It’s always been quite a challenge to feel sorry for the brewers of Britain – that motley collection of bucolic businessmen that has exercised disproportionate political power historically through the production and means of distribution of a product so instilled in British culture that it might be considered a consumer essential, rather than a leisure item.
But an unremarked debate in the House of Commons last week does suggest that British brewers have taken an undue battering at the hands of successive governments. It was Lord Young who, as Secretary of State for trade and industry in the Eighties, put the boot in to what many considered a vertically-integrated monopoly in the form of tied houses. Ill-conceived regulation led to beer orders that either closed pubs or imposed draconian leases on landlords and a spate of enforced consolidation and disposals in the on-trade.
Latterly, the Tories recanted somewhat, and, in a fit of contrition under John Major, froze beer excise duties. This was largely in response to the anticipated effects of the abolition of European frontier controls in 1993, which led to the cross-Channel bonanza of cheap booze imports. What hadn’t been anticipated was the commensurate explosion in smuggling and fraud. I was told by the chief of a major superstore chain last week that HM Customs & Excise estimates that as much as 70 per cent of duty-paid beer bought in France is smuggled illegally into Britain – they estimate the volume by counting the number of white vans coming off the ferries. About 600 per van per trip is the profit margin.
Not only that, but the wholesale export industry in Britain is subject to a good deal of fleecing. In 1994, the customs people reckon that less than half the beer brewed and packaged for export in Britain actually arrived in France, the balance being sold cheap on the black market within this country, further eroding domestic margins. This has echoes of the development of “parallelling”, where product destined for a foreign excise regime is illegally sold by wholesalers and retailers in the domestic market, undermining the manufacturer by making it effectively compete against itself.
Then, last year, along came what looked like a political saviour in the guise of New Labour. In the salad days of May, when Labour was green of manifesto, this was Tony Blair in trade magazine The Licensee: “Labour accepts that there is a problem and that the Government should act urgently to strengthen customs and excise, tackle the illicit sale of contraband, stand up for UK consumers, jobs and businesses when rates of duty are considered by the European Council and initiate an urgent independent and comprehensive study, analysing the extent and effects of both smuggling and illegal cross-Channel shopping and setting up policy for the future.”
I quote that in its entirety, because when politicians get long-winded without pausing for breath it’s time to start counting the spoons. One year into this new Government and what do we have? A lp increase on the price of a pint of beer by way of Treasury excise in the Budget. Not much, you might reasonably say, but a further encouragement to the fraudsters and smugglers – hardly an act designed to “strengthen customs and excise”.
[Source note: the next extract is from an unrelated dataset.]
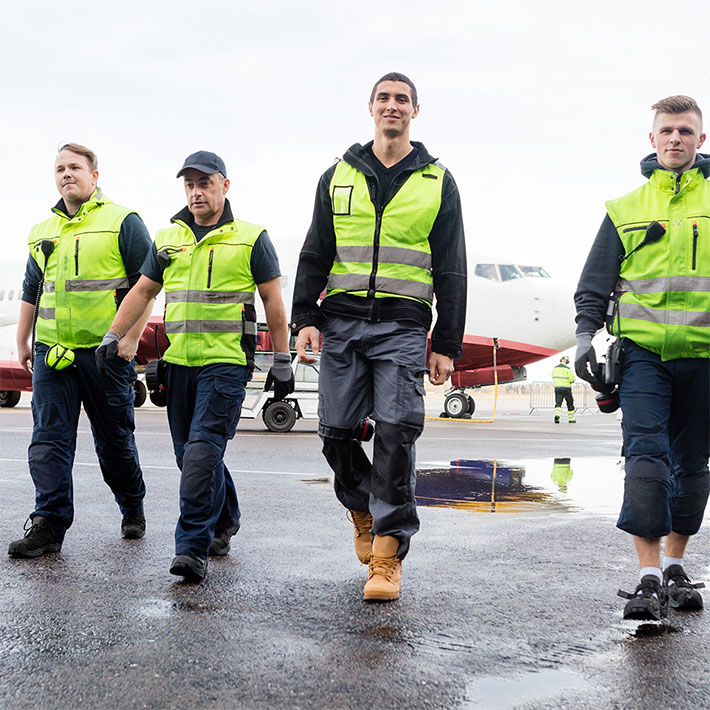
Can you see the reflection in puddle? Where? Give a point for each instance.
(537, 485)
(512, 692)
So to last week’s debate of the Finance Bill in the House of Commons. David Heathcoat-Amory, a rare surviving member of the endangered Tory species, took on the formidable Dawn Primarolo, financial secretary to the Treasury. In the spirit of Nolan and limpid transparency, Heathcoat-Amory declared an interest: he is a member of the Parliamentary Beer Club. He went on to develop an elegant exposition of the competitive dangers to our indigenous brewing industry of cross-border shopping and the growing threat of smuggling and fraud, both of which will be encouraged by an increase in beer excise duty, before the debate meandered off into areas that included the colour and length of Nicholas Soames’ socks.
One of the more interesting – and easily overlooked – aspects of this debate was a report from Oxford Economic Forecasting, which demonstrates that the Treasury is going to lose far more in encouraged smuggling from a duty increase than it gains from from the rise in domestic revenues. It should immediately be added – in the spirit of Heathcoat-Amory’s declaration of self-interest – that this report was commissioned by the Brewers & Licensed Retailers Association. The Financial Secretary to the Treasury would want us to know that.
But, whatever the vested interests here, there are some ineluctable facts. The Treasury is already losing revenues to beer imports – one estimate has it that the current excise inconsistency between Britain and France loses 500m in Treasury receipts as a result of legal and illegal imports. That may or may not be accurate, but it cannot be argued that there is a six-to-one tax differential between the UK and France. It stands to reason that to increase duty in the UK is for the Treasury to shoot itself in the foot – it simply shrinks the market from which it seeks to raise the revenue.
So, for once, poor Bass. Poor Guinness. Poor Young’s – and the rest. Not only did the Tories call time on the domestic industry, but New Labour was waiting outside to beat it up.